El haber estado expuesto a condiciones climáticas extremas tanto en sus infructuosas incursiones por suelo gringo como en su accidentado regreso a su tierra, habían minado su salud. Se había regresado a pesar de la vergüenza que sufría de verse derrotado por la patrulla fronteriza y había vuelto justo para asistir en sus últimos momentos a su esposa quien había caído enferma poco después de que él partió y al no tener los recursos para atención médica y una alimentación adecuada había ido empeorando poco a poco.

Hacía tres meses que José había enviudado. Ahora cuidaba ese pequeño rebaño de chivas propiedad de un pariente lejano, quien le pagaba unos cuantos pesos a cambio, mismos que dejaba en casa para que sus tres pequeños huérfanos de madre, tuvieran, aunque fuera, un pan que llevarse a la boca. Entre sus dolencias y la tristeza que le causó la partida prematura de su joven esposa y el verse solo con sus tres hijos, cada día se sentía más triste, más enfermo y eso se notaba en su enjuto semblante. Una triste situación que conmovía aún a un par de niños de 8 y 9 años.

Después de unas cuantas semanas ya nunca regresó. ¿Se iría otra vez al Norte? ¿Habría empeorado su salud y habría sucumbido? No lo supimos. Varios jueves más regresamos al sitio de reunión sólo para constatar que no estaban ni las chivas ni su pastor.

Aquella resortera que estábamos aprendiendo a tallar con nuestras propias manos quedó inconclusa; el plato y el vaso nunca más se volvieron a llenar para el pastor de chivas.

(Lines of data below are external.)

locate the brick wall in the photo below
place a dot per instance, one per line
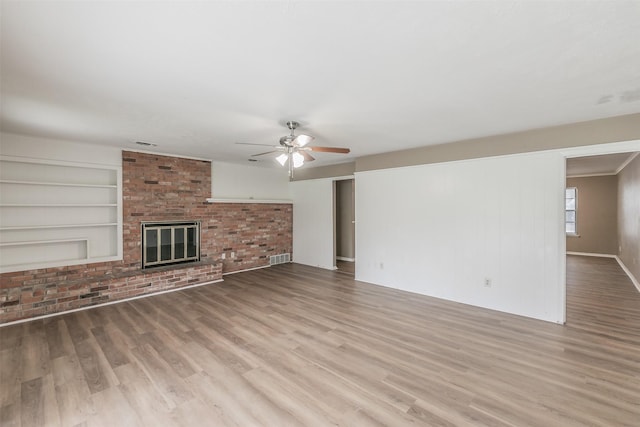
(156, 188)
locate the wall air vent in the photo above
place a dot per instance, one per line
(279, 259)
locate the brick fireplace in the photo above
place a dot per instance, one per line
(233, 237)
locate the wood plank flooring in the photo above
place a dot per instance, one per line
(299, 346)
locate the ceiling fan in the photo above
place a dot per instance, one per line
(294, 149)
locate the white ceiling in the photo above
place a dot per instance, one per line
(196, 77)
(607, 164)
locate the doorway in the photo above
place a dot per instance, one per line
(345, 226)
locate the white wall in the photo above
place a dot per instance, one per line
(313, 212)
(442, 229)
(231, 181)
(52, 149)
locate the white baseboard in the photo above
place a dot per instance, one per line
(624, 267)
(60, 313)
(246, 269)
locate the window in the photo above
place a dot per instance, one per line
(571, 204)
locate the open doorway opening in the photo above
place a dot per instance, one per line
(602, 217)
(345, 230)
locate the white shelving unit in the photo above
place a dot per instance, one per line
(56, 213)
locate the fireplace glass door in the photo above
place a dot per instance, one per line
(170, 243)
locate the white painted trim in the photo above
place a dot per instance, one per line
(589, 175)
(626, 270)
(597, 149)
(55, 162)
(159, 153)
(626, 162)
(246, 269)
(591, 254)
(44, 316)
(267, 201)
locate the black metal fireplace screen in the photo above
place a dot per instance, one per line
(170, 243)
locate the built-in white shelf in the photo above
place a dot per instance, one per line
(43, 242)
(56, 184)
(44, 227)
(58, 213)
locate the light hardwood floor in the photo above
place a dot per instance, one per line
(294, 345)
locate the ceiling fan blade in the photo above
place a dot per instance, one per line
(267, 152)
(330, 150)
(307, 157)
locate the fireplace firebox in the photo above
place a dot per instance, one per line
(165, 243)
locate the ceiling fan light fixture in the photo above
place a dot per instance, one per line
(298, 159)
(303, 140)
(282, 159)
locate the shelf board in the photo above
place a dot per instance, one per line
(44, 227)
(57, 184)
(43, 242)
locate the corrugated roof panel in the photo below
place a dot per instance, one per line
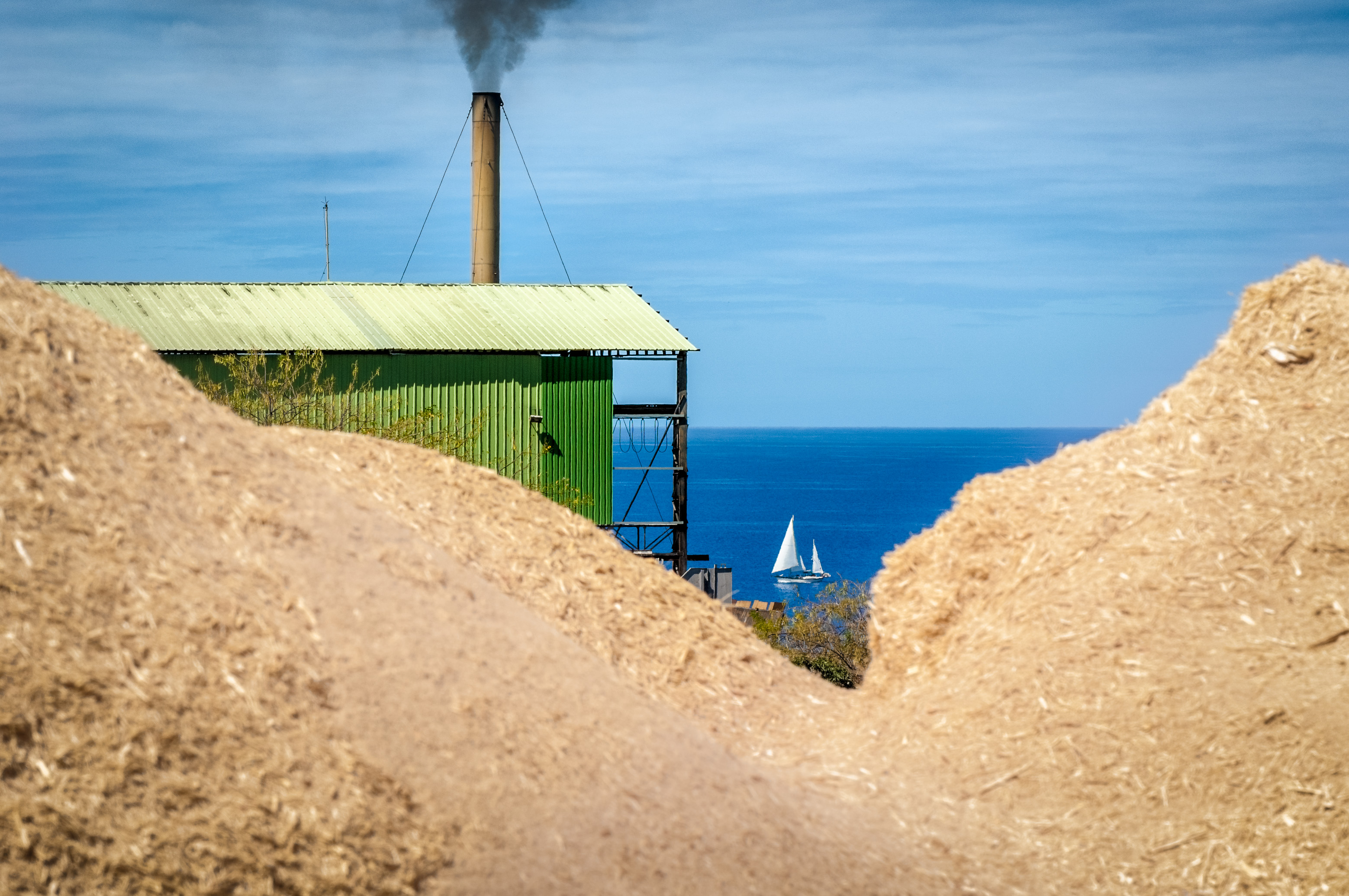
(481, 318)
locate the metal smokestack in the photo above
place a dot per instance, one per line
(487, 188)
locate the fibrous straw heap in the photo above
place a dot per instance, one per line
(270, 661)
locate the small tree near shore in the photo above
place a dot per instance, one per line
(293, 389)
(827, 635)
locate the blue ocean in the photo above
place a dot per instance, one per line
(854, 493)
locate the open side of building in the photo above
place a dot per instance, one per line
(532, 366)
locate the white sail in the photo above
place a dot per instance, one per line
(787, 559)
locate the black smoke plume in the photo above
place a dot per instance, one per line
(493, 34)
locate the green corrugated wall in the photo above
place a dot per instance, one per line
(578, 408)
(575, 397)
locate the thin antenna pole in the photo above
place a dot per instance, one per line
(327, 253)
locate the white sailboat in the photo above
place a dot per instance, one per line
(790, 567)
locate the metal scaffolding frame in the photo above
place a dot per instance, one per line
(645, 540)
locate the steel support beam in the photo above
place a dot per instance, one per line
(680, 461)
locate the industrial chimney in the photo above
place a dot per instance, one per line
(487, 188)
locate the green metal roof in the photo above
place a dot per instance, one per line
(450, 318)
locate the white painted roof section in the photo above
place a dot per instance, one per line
(454, 318)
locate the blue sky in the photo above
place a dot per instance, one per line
(946, 214)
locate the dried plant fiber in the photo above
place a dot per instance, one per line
(242, 661)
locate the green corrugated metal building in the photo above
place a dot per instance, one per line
(496, 353)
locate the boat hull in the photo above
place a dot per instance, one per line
(802, 577)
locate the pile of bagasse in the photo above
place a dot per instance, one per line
(242, 661)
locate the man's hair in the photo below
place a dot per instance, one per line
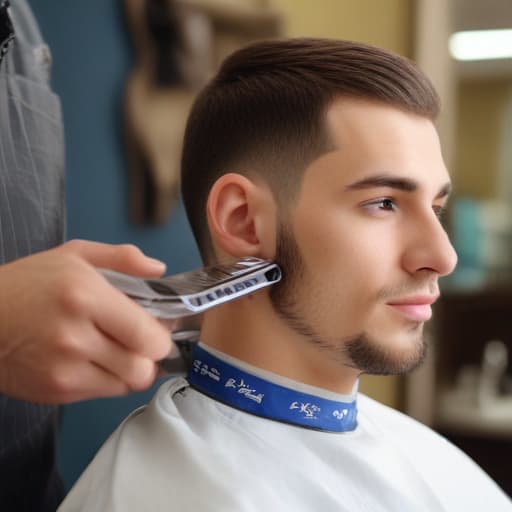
(263, 114)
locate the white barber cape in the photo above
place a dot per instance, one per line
(188, 452)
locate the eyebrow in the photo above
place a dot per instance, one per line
(404, 184)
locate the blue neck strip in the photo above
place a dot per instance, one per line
(247, 392)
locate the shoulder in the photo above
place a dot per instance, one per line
(155, 453)
(441, 463)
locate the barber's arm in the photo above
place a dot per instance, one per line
(68, 335)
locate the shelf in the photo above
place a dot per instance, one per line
(458, 413)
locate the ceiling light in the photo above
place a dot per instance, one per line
(481, 44)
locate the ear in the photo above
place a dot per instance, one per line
(241, 217)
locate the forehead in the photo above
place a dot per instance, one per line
(373, 138)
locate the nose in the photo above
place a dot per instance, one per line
(429, 248)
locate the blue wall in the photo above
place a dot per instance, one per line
(91, 60)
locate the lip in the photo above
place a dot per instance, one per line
(417, 308)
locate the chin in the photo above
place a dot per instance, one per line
(388, 355)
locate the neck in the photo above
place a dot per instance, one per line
(250, 330)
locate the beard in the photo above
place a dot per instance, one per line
(360, 351)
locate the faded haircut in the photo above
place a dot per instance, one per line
(263, 114)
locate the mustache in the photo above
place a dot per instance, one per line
(411, 287)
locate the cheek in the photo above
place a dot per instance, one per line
(341, 248)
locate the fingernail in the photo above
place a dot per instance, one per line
(160, 265)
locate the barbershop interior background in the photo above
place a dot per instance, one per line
(121, 178)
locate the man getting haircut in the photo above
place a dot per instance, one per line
(323, 156)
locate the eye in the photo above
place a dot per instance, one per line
(385, 204)
(439, 210)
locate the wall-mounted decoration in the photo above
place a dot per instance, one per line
(179, 45)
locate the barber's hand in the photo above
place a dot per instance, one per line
(66, 334)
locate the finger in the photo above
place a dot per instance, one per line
(137, 372)
(122, 258)
(128, 324)
(83, 381)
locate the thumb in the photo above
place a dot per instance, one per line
(125, 258)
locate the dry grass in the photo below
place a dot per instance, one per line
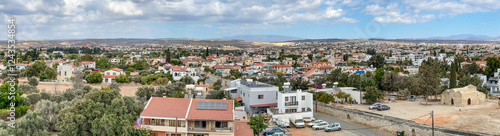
(480, 118)
(126, 89)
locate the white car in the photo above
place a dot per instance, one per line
(309, 119)
(374, 106)
(321, 125)
(310, 124)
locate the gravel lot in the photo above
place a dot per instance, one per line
(480, 118)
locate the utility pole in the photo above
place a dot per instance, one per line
(176, 126)
(432, 115)
(316, 108)
(258, 125)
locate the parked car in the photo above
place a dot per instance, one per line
(297, 121)
(310, 124)
(309, 119)
(321, 125)
(374, 106)
(383, 107)
(281, 134)
(333, 127)
(273, 130)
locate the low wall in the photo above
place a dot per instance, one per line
(225, 82)
(389, 123)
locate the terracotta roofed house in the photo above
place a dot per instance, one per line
(188, 117)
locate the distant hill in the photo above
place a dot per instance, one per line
(262, 38)
(469, 37)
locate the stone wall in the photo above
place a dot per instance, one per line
(389, 123)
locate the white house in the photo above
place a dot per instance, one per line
(110, 75)
(87, 65)
(180, 71)
(354, 92)
(64, 72)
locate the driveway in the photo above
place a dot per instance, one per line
(348, 126)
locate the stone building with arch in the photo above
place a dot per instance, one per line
(463, 96)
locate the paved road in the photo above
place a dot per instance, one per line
(348, 126)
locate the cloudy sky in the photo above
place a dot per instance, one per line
(74, 19)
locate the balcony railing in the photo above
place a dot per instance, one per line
(222, 130)
(295, 103)
(275, 111)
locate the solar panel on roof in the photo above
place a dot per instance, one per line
(211, 106)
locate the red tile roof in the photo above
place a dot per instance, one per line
(179, 107)
(241, 128)
(279, 65)
(117, 69)
(265, 105)
(195, 114)
(166, 107)
(238, 99)
(179, 68)
(109, 76)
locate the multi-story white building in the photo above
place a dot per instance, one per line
(416, 59)
(87, 65)
(293, 102)
(65, 72)
(110, 75)
(255, 96)
(180, 71)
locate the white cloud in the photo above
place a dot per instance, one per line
(403, 18)
(378, 10)
(331, 2)
(124, 7)
(351, 3)
(448, 7)
(491, 4)
(331, 13)
(346, 20)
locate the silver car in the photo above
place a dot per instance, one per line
(321, 125)
(333, 127)
(374, 106)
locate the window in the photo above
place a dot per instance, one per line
(155, 122)
(152, 121)
(220, 124)
(200, 124)
(173, 123)
(290, 110)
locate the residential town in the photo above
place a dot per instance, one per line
(250, 68)
(200, 90)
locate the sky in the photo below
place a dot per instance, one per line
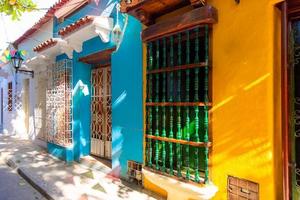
(11, 30)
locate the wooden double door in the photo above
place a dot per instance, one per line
(101, 112)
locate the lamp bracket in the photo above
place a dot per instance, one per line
(30, 72)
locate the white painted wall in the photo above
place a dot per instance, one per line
(14, 122)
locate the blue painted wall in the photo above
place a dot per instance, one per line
(127, 90)
(127, 98)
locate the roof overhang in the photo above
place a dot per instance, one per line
(102, 57)
(147, 11)
(87, 28)
(37, 63)
(53, 47)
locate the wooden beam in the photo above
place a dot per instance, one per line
(101, 57)
(177, 104)
(196, 17)
(183, 142)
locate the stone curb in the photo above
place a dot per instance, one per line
(34, 184)
(10, 162)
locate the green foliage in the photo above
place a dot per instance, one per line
(15, 8)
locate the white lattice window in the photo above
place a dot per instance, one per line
(59, 103)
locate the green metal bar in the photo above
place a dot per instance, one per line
(157, 108)
(163, 108)
(150, 117)
(179, 131)
(187, 112)
(206, 101)
(171, 134)
(196, 108)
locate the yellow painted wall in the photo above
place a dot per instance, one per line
(246, 128)
(246, 123)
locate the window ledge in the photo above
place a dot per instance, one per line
(178, 190)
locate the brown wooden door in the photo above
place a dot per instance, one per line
(101, 112)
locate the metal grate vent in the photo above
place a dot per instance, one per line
(134, 171)
(242, 189)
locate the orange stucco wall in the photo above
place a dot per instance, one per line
(246, 96)
(245, 120)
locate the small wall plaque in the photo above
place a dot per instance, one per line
(242, 189)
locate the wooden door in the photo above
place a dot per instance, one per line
(26, 103)
(40, 107)
(101, 112)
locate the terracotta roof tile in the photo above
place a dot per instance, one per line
(47, 17)
(47, 44)
(76, 25)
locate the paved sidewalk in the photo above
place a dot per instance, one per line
(57, 180)
(14, 187)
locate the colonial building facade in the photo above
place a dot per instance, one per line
(198, 96)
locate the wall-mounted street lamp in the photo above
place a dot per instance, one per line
(16, 61)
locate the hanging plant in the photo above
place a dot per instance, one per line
(7, 54)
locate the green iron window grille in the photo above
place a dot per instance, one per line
(177, 105)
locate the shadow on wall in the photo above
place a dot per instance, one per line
(245, 137)
(117, 139)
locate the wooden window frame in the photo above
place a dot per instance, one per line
(183, 104)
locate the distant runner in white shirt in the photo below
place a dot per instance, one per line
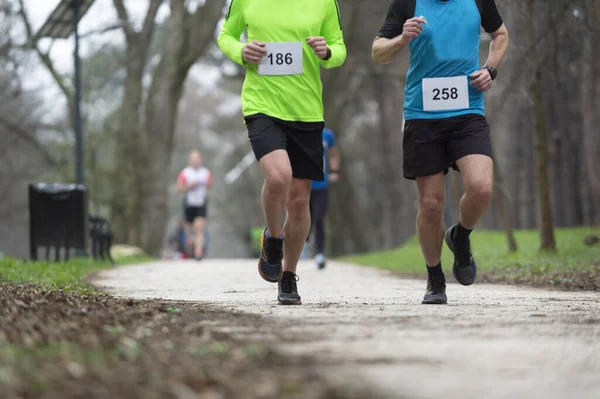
(194, 182)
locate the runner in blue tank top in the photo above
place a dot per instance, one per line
(319, 194)
(445, 125)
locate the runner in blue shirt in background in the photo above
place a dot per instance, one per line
(319, 194)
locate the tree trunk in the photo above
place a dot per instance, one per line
(128, 177)
(187, 37)
(547, 241)
(590, 100)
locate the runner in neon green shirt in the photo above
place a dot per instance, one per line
(282, 103)
(288, 97)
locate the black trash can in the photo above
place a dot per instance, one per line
(58, 218)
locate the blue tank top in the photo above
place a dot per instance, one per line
(448, 46)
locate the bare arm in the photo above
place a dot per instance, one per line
(385, 49)
(334, 158)
(498, 46)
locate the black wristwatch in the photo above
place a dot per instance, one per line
(493, 71)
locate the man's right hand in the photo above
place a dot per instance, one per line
(413, 27)
(253, 52)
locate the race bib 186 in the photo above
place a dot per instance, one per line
(283, 58)
(445, 94)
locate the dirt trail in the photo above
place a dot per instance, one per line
(366, 328)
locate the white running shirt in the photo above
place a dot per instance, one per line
(196, 196)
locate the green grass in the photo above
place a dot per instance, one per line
(68, 276)
(491, 252)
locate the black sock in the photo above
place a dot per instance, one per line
(435, 271)
(461, 235)
(288, 276)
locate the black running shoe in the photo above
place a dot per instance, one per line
(271, 255)
(436, 291)
(464, 268)
(288, 290)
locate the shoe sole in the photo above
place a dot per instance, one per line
(287, 303)
(267, 278)
(451, 247)
(434, 302)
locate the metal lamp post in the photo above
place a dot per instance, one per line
(63, 21)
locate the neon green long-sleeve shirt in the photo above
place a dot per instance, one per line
(288, 97)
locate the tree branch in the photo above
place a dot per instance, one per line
(102, 30)
(125, 22)
(203, 22)
(30, 139)
(148, 26)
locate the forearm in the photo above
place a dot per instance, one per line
(334, 162)
(338, 56)
(498, 47)
(232, 47)
(385, 49)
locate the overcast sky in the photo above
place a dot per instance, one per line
(100, 15)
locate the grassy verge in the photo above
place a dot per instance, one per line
(66, 276)
(55, 344)
(574, 266)
(59, 338)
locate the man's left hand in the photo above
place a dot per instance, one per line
(334, 177)
(319, 45)
(482, 80)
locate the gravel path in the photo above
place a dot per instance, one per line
(367, 329)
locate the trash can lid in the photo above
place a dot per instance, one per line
(58, 187)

Nuestras infantiles mentes nos empujaron  a trepar hasta lo más alto de los árboles para llamarlo a gritos, pero, obviamente, él nunca nos respondió.

Hace cosa de dos semanas, pasé por ese tramo de Luis M. Vega. Está repleto de construcciones. De los árboles de aquel entonces sólo existen unos cuantos, ya no están tan altísimos como los recuerdo. 
Instintivamente me estacioné junto al de mayor tamaño y me quedé viendo hacia las alturas; me imaginé trepando hasta el punto más alto de árbol, recordé como me acobardaba el simple hecho de trepar a la primera rama y como José me aconsejaba. “Confía en tus manos, sujétate fuerte, un pie y una mano a la vez, no veas para abajo”, hasta que conseguí mi objetivo, llegar hasta la endeble rama superior, sentir ese excitante tambaleo que el viento provocaba en mi pequeña humanidad.

Mi buen amigo, donde quiera que andes pastoreando rebaños celestiales, ojalá te alcancen la gratitud y las oraciones del pequeño Gustavito que hace dos semanas trepó imaginariamente ese árbol y volvió a gritar al horizonte, como hace 51 años: “Amigoooo, amigo José, El Chiverooo, ¿me oyeeees?”